Acupuncture has been practiced around the globe for at over 5,000 years. In the US over 13 million people have safely used it to manage pain, regain and maintain health and well-being in conjunction with their Conventional Medical care.
It involves the insertion and stimulation of [thin sterile disposable] needles at specific points on the body to facilitate recovery of health. Although initially developed thousands of years ago, some contemporary acupuncturists, particularly those with medical qualifications, understand acupuncture in physiologic terms, without contradicting the ancient theory and principles.

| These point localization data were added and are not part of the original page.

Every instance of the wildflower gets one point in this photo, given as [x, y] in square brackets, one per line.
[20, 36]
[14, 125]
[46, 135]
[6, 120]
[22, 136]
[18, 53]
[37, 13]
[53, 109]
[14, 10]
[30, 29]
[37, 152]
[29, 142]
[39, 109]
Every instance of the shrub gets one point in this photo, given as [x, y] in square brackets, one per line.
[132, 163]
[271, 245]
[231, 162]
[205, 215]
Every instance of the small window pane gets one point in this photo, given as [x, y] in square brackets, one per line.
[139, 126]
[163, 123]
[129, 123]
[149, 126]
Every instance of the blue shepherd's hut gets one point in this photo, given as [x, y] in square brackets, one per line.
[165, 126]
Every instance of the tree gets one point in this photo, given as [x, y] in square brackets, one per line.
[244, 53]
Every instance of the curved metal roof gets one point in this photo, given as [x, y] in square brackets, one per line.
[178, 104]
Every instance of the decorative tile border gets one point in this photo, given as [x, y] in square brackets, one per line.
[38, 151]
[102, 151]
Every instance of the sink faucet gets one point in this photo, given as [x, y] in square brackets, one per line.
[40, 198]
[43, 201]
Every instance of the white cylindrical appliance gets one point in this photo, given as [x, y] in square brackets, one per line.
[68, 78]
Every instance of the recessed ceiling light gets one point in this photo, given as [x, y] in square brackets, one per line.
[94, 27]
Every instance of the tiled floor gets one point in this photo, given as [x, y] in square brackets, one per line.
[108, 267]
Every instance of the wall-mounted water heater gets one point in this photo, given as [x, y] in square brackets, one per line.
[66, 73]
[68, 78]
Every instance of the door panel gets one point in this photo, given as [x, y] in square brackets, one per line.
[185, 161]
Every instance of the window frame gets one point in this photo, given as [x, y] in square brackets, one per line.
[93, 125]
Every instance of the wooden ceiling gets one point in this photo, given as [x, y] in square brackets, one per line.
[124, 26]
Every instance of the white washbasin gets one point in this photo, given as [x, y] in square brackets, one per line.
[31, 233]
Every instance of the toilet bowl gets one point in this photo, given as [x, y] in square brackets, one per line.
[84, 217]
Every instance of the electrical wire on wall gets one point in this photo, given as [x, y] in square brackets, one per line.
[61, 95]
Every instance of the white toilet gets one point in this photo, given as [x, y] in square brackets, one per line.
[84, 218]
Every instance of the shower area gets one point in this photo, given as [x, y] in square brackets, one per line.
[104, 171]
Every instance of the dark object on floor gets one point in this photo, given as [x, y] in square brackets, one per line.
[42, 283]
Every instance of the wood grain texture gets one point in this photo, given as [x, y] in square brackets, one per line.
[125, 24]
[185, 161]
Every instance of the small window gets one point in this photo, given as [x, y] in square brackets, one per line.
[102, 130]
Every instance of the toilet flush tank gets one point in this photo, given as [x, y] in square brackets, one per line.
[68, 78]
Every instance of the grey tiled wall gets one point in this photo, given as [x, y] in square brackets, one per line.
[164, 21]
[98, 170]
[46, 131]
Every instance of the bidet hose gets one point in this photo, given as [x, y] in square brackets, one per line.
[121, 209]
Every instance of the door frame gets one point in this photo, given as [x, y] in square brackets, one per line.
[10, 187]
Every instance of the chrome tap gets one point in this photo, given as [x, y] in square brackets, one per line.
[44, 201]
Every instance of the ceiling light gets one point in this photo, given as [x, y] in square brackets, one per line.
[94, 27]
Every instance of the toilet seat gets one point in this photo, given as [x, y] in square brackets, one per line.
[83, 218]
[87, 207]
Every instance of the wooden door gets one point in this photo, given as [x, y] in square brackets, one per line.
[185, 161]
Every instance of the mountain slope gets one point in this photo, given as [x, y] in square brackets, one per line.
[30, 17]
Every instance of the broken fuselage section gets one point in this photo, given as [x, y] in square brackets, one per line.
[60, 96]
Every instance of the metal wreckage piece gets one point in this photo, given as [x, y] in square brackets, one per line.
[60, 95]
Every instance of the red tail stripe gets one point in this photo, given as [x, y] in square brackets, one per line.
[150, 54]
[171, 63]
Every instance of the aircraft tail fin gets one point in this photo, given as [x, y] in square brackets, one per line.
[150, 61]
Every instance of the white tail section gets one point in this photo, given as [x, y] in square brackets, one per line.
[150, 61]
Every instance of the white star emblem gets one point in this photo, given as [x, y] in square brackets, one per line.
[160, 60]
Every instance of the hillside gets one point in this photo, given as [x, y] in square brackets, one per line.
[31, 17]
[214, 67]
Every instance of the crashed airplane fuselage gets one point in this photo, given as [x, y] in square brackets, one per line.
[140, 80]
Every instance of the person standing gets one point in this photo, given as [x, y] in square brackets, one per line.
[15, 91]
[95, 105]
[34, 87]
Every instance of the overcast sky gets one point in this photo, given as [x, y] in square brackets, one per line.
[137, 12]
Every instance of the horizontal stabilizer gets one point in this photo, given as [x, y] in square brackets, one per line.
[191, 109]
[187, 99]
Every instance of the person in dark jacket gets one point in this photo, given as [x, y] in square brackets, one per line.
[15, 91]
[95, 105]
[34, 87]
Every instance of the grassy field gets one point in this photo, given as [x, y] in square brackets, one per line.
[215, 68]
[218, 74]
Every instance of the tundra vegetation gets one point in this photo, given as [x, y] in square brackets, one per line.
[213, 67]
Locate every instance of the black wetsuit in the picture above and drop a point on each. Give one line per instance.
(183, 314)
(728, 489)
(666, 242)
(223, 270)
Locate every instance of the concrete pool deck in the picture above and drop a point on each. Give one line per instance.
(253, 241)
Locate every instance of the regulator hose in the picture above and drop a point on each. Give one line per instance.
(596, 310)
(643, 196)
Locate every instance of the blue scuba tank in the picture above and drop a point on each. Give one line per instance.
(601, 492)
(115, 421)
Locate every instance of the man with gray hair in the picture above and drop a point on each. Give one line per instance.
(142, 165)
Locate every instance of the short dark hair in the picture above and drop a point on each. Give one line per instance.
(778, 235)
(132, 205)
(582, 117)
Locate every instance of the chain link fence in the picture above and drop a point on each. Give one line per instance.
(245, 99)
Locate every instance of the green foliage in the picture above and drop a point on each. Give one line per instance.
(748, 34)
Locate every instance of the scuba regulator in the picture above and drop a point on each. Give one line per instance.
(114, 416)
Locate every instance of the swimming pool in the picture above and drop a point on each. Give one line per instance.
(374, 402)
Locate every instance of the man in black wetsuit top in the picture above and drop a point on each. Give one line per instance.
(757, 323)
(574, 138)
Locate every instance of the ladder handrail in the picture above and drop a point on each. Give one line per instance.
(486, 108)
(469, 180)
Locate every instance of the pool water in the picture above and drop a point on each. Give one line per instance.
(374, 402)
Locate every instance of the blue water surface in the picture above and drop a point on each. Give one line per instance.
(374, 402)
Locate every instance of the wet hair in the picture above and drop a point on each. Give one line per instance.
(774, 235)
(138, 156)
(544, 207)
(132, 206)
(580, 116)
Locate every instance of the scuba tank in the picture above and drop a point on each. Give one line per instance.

Research has shown that acupuncture is effective for the treatment of chronic pain and is therefore a reasonable referral option. Significant differences between true and sham acupuncture indicate that acupuncture is more than a placebo. However, these differences are relatively modest, suggesting that factors in addition to the specific effects of needling are important contributors to the therapeutic effects of acupuncture.
Other studies sited by The National Institutes of Health suggest acupuncture “stimulates the release of the body’s natural painkillers and affects areas in the brain involved in processing pain. However, some trials suggest that real acupuncture and sham acupuncture are equally effective, suggesting a placebo effect. Results from a number of studies, however, suggest real acupuncture may help ease types of pain that are often chronic, such as low-back pain, neck pain, osteoarthritis/knee pain, and carpal tunnel syndrome. It also may help reduce the frequency of tension headaches and prevent migraine headaches. ”
Although we do not know the precise biological mechanisms involved in acupuncture, a growing body of high quality research in the areas of Psychiatry, Neurology, Pain Management and Substance Use continues to validate its clinical effectiveness.
In the words of Bruce R.Rosen, MD, PhD, Professor in Radiology the Harvard Medical School and Director, of the Athinoula A. Martinos Center for Biomedical Imaging at Massachusetts General Hospital explains that the Placebo effect is “what we know to be one of the most powerful therapeutic effects there is.”